More recent work conducted at SBU has modified and extended this
model in several key respects. First, the base representation used
by Rao et al. (2002) assumed a uniform clarity to the scene being
viewed regardless of where gaze was positioned in the image. Humans,
however, have a fovea that limits high Visual
acuity to only the
region of the image that we are looking at directly with our eyes.
In order to bring the model and human representational constraints
into closer agreement, we created for the model a simplified
simulated retina. The information available from each fixation is
therefore acuity constrained much like human vision, requiring the
model now to move its simulated fovea over the scene to acquire new
information as it searches for a target. We also abandon the Visual
routine used in the Rao et al. (2002) model in favor of a more
dynamic method of driving gaze to the search target. As in the
earlier model, this approach also uses filter-based image processing
techniques to represent real-world targets and search displays, then
compares these target and display representations to derive a
salience map indicating likely target candidates. However, rather
than applying a hard-wired coarse-to-fine filtering scheme, the
target of a simulated saccade is now determined by the spatial
average of activity on this map, with this average changing over
time as a moving threshold removes those salience map points
offering the least evidence for the target. As a result of this
threshold pruning points from the salience map, a sequence of eye
movements is produced that eventually aligns simulated gaze with the
model's best guess as to the target's location.

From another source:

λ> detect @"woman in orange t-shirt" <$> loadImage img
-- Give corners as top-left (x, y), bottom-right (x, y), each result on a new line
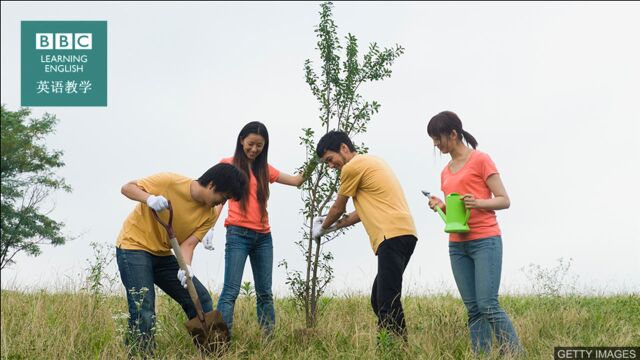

We are currently
testing this routine by comparing the simulated oculomotor scanpaths
to the scanpaths of human observers viewing the same displays and
searching for the same targets. Preliminary findings reveal
considerable spatio-temporal agreement between these gaze patterns,
both at an aggregate level (e.g., general tradeoffs between saccade
latency and accuracy) as well as in the behavior of individual
observers (Zelinsky, 1999a, 2000a, 2000b, 2002, 2003a, 2003b).